The resulting mixture was subjected to a dispersion treatment using a Microfluidizer (trade name, manufactured by Microfluidics) at a pressure of 200 MPa for 10 passes to obtain a pigment dispersion (solid concentration: 18.1%, pigment: 9%, polymer: 9%).
To the obtained pigment dispersion, 250 parts of ion-exchanged water was added and stirred, and then the MEK was completely removed at 60° C. under reduced pressure. A portion of the water was further removed to adjust the solids concentration to 20% (pigment: 10%), after which 23.8 parts (corresponding to a crosslinking degree of 13.5 mol%) of an epoxy crosslinker (trimethylolpropane polyglycidyl ether, manufactured by Nagase ChemteX Corporation, product name: Denacol EX-321, epoxy value 140) was added, the mixture was sealed, and heated at 70° C. for 5 hours while stirring with a stirrer to obtain a pigment water dispersion of pigment-containing crosslinked polymer particles (solids concentration: 20%, pigment: 10%, polymer: 10%, average particle size: 94 nm).

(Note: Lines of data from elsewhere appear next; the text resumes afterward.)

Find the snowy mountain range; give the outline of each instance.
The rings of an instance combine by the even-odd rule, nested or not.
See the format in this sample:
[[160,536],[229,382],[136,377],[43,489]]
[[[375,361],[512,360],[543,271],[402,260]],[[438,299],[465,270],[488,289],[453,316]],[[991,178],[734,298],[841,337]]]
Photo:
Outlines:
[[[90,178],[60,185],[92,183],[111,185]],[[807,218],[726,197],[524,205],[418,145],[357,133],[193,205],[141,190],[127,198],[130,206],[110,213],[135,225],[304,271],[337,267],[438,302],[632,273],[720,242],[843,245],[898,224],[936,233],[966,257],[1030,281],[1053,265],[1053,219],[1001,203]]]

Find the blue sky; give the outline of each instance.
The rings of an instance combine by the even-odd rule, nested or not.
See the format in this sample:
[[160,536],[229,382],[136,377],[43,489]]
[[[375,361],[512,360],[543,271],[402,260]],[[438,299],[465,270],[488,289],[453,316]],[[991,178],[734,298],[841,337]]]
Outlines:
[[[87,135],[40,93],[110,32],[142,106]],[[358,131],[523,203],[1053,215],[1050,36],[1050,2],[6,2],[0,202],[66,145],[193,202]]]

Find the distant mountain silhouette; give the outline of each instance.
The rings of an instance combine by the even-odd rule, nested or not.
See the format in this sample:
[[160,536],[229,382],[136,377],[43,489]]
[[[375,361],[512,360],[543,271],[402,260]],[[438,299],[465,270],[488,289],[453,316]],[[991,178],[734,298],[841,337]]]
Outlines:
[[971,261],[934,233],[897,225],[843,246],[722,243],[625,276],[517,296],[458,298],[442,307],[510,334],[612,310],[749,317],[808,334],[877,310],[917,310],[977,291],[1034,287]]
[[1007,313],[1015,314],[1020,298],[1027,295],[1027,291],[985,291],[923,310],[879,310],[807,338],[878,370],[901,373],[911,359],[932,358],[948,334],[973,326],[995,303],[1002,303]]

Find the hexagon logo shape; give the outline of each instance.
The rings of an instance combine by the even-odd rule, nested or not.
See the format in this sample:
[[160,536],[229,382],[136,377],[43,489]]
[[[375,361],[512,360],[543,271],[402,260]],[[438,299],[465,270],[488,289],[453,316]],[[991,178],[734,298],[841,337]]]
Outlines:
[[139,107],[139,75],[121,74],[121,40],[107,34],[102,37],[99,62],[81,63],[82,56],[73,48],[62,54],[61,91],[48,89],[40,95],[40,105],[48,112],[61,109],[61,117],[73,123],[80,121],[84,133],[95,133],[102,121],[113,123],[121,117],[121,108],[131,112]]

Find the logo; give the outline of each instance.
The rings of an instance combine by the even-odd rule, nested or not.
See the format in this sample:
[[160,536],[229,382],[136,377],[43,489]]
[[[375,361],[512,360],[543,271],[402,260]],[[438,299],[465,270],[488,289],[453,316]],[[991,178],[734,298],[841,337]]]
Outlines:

Example 1 (Preparation of Water-Based Ink)
50 parts of the pigment water dispersion obtained in Preparation Example II-1, 9 parts of the wax dispersion A obtained in Preparation Example I-1 (wax: 20%), 12 parts of propylene glycol, 12 parts of dipropylene glycol monomethyl ether (manufactured by FUJIFILM Wako Pure Chemical Industries, Ltd.), 0.5 parts of a nonionic surfactant (50% solution of 2,4,7,9-tetramethyl-5-decyne-4,7-diol in propylene glycol, manufactured by Nissin Chemical Industry Co., Ltd., product name: Surfynol 104PG50), and 16.5 parts of ion-exchanged water were added (total 100 parts) to obtain a water-based ink 1 (solid concentration: 12%, pigment: 5%, pigment dispersion polymer: 5.0%, wax: 1.8%, wax dispersion polymer: 0.2%).

Examples 2 to 8 and Comparative Examples 1 to 4 (Production of Water-Based Inks)
In the same manner as in Example 1, water-based inks 2 to 8 and 21 to 24 were obtained according to the formulations shown in Table 3.

The storage stability, ejection stability, and image robustness of the resulting water-based ink were evaluated using the methods described below. The results are shown in Table 3.

(1) Evaluation of storage stability Each water-based ink was stored in an environment of 70° C. for 28 days. For each water-based ink before and after storage, the ink viscosity at 32° C. was measured using an E-type viscometer (manufactured by Toki Sangyo Co., Ltd.), and the rate of change in viscosity (%) was calculated using the following formula to evaluate the storage stability.
Viscosity change rate (%)=(ink viscosity after storage/ink viscosity before storage)×100
The lower the rate of change in viscosity, the better the storage stability is judged to be. A value of 105 or less is practically usable.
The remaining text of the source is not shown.